I attended my orientation for obedience class the other night. I suspected something was fishy when the trainer told us to leave our dogs at home. The first two hour class was only for humans.

The trainer is fantastic. Really knows her stuff. She has a great sense of humor and a way with analogies. However, she had some hard truths to share.

Your dog cries at night? Your dog digs up the yard? Your dog pees in the house? Guess what. The dog doesn’t have a problem with any of these behaviors. She thinks they are fun. You however, do have a problem. You need to either learn to deal with these behaviors (thus eliminating your problem) or train your dog not to do them. If you don’t train your dog not to do something, you are essentially granting permission to the dog to continue on with what it is doing. Problem behavior is your problem.

This is hard to hear. Especially when it goes on for two hours.

According to the trainer, 98% of “behavior problems are due to the following 4 issues:

  1. Not enough physical exercise
  2. Not enough mental exercise
  3. Confusion
  4. Missing “the pack” i.e. the people in the dog’s life

So how does one fix problem behaviors? Eliminate the four factors. More exercise is the obvious answer, since a longer walk will also provide time with the pack and mental exercise. But how to eliminate confusion?

Rules.

Dogs (apparently) crave structure and rules. They want to know where they stand in the hierarchy of the pack and they want to understand all the rules to this big game we call life. They need to know what they are NEVER allowed to do (knock over the garbage, pee on the rug) and what they are ALWAYS allowed to do (chase the ball, chew the bone). Dogs don’t understand sometimes or “just this once.” So the leader of the pack (that’s me) has to create and enforce rules and stick by them. EVERY SINGLE TIME.
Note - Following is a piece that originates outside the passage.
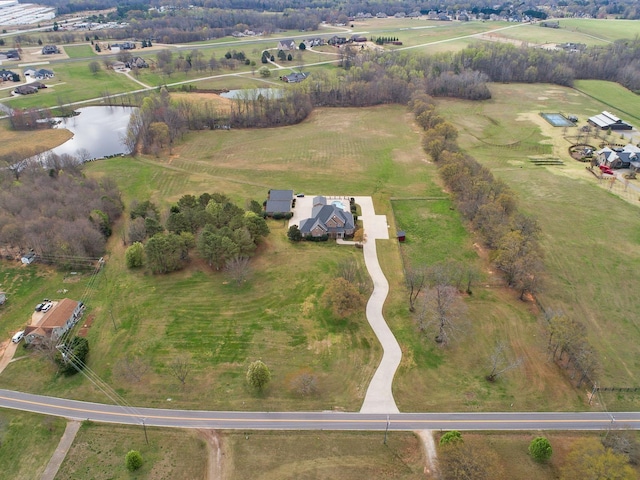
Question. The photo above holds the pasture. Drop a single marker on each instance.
(28, 441)
(278, 316)
(589, 241)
So there are all these rules. The trainer says Matilda needs to earn her keep. She has to sit before I can pet her. She has to sit and stay before I feed her. She has to walk to the door and sit before I can take her outside. She has to drop the ball and sit before I throw it. I have to be in control of every interaction, because in every interaction, I am teaching her something, whether I mean to or not.

The trouble is, that means I have to remember to MAKE HER sit, or stay, or lie down. I have to create the rules and then remember all of them. I have to change the way I interact with her, if I am ever going to change the way she acts.

I am sensing a theme already, even though I have only been to one class and only gotten one homework assignment. This whole training thing is as much about teaching me to be a good pet owner as it is about teaching Matilda to be a good dog. This reminds me vaugely of a conversation I had, once upon a time with some of the fine folks on this blog, about a NY Times article on “spouse training” using animal training techniques. According to the trainer, there is very little difference between training a pet and training humans, especially human children. It all starts with training the trainer.